My horses are pastured at night and stalled during the day. So i check each horses poop weekly. I only use a "cleaner" (I prefer metamucil) if I see evidence of sand. I can honestly say I havent had to "clean them out" in over a year. And still no sand. I did go ahead and give them some metamucil about a week ago, and still no sand.
_Posted via Mobile Device_


----------



## ljazwinski (Jul 7, 2012)

All I know is... if sand is going in, then sand has to come out.....:wink:


Here are pieces of an article on the subject that I found...
(For more information you can read the entire article online)
*Sand vs. Psyllium by Mike Tomlinson D.V.M. *

*COLIC*
Colic is still the number one cause of death of horses today. It used to be that verminous colic (caused by worms and other parasites) was the primary type of colic, but now in many areas sand is the most commonly seen form of colic.
Sand colic is the result of the building up of sand in the intestinal tract of the horse. *There can be as much as 150 pounds of sand lying in the bottom of the horse's belly.*

*SAND COLIC IS PREVENTABLE*
Sand colic is one of the most preventable diseases known. The buildup of sand is simply the amount of sand being eaten minus the amount of sand passing through.* If the same amount is going out the back as is coming in the front, there can be no buildup.*

Horses lick their lips between nearly every bite of hay. If the horses eat off the ground, every time these wet lips touch the ground, the dirt will stick to the lips and be consumed with the next mouthful of hay. Some horses simply must vacuum up every last morsel of hay and in doing so, they also vacuum up quite a quantity of sand. *Horses in pasture that pull up the grass, roots and all, get a mouthful of dirt with the roots.*

*MASON JAR TEST*
The mason jar test is another method of assessing if your horse is passing sand. Put six fecal balls or their equivalent into a glass jar. Fill half full with water and shake well. Let settle for fifteen minutes and then check if there is any sand lining the bottom of the jar. 
If there is much sand at the bottom of the jar, it means that your horse is moving a lot of sand through (or you used manure that had touched dirt). This is good in that at least it is coming out. Prevention of ingestion must be increased.
*If there is no sand at the bottom, it means either your horse is not eating any sand or that your horse is not passing the sand it has eaten.* In either case, repeat the test several times. If it is negative every time, use psyllium every day for a week, testing daily. If still no sand, then your horse probably is not eating sand.
​


----------



## Terre (Oct 23, 2011)

Where do you get psyllium? I have nevered heard of it.


----------



## ljazwinski (Jul 7, 2012)

any feed store... tractor supply... not sure where in georgia you are, but you probably don't have sand issues? but I did read somewhere that red clay has the same effect as sand does down here.... ?


----------



## Terre (Oct 23, 2011)

*Psyllium*

Thanks ljazwinski. We actully do have a lot of sand in middle ga. along with clay. Our clay is sand based here. I grew up in Homestand Fl. and had horses there. Never had a horse get sand collic until I came here. She had a very milded case thank the Lord.:lol:


----------



## Sweeney Road (Feb 12, 2012)

Terre said:


> Where do you get psyllium? I have nevered heard of it.
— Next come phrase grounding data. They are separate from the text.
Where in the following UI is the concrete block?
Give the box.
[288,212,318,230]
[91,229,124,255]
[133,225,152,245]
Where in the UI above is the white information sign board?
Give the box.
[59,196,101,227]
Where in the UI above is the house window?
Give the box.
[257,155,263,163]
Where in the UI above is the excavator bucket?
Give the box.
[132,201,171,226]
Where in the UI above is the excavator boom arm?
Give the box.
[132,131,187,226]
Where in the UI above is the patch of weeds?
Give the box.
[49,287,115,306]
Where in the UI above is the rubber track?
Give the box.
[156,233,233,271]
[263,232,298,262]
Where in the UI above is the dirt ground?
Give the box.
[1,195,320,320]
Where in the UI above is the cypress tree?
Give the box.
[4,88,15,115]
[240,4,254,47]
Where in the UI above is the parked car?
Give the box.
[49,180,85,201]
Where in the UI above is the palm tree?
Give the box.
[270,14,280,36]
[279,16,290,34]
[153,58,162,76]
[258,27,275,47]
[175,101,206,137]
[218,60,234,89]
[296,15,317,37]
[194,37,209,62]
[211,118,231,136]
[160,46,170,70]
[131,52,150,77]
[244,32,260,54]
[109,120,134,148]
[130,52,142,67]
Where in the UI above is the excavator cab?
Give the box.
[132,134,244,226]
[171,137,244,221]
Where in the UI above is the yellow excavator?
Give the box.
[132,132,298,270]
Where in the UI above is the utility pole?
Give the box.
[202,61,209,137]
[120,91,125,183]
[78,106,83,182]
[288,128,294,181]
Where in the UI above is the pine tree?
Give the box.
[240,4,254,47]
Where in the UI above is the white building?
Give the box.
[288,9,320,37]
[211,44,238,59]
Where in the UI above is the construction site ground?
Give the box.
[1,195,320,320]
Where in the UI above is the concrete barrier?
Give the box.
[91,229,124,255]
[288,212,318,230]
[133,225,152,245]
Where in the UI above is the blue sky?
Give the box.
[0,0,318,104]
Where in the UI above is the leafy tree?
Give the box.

The active ingredient in Metamucil is psyllium husk. Sometimes it's cheaper to buy the whopping big canister of Metamucil rather than buy Sand Clear.

And, Metamucil can be found in any grocery store, so if you need to get some in an emergency, it's handy to remember that.


----------



## loveyourhorse (Jun 17, 2011)

just another update for you guys...

she is now eating everything i give her. she seems very happy and alert. bowel movements are normal. i've been checking her poop and the sand has seemed to increase some as its hopefully leaving her body. 

can't tell you how relieved i am that she seems back to her normal self!


----------



## loveyourhorse (Jun 17, 2011)

Terre said:


> Where do you get psyllium? I have nevered heard of it.


i picked up mine from the vets office. 

it was $60 for a 10lb bucket but from what i was told, its more "potent" than other brands available because it's not cut like some are... not sure if that is true or if they were just trying to sell me on it but i didn't have much time to shop around during the colic so i went with it.


----------



## kim_angel (Oct 16, 2007)

You can get psyllium at valleyvet.com too. I believe they sell several different brands. (IE: Sand Clear, etc)

I have used Sand Clear mostly. I give it to all of my horses for one week a month. My boy Toby still manages to sand colic once a year though. = /


----------



## LizzieE (Jun 1, 2012)

I'm glad your horse is feeling better! Sand colic can be scary! Just a thought about prevention for next time. I have heard that exercise is a great preventative measure for sand colic since the movement breaks up the hunks of sand in the gut. Though I wouldn't replace a preventative supplement such as Sand Clear with this option, it is just a thought.


----------



## loveyourhorse (Jun 17, 2011)

I started my other mare on the psyllium also so she wouldn't colic. Now for a week every month they will both be getting it as a routine. Both mares also get exercise almost daily.

Growing up in the north east I had never even heard of sand colic until moving to CA. I am certainly spreading the word to others I know so they too can start their horses on a preventative routine instead of going through what I went though with my girl.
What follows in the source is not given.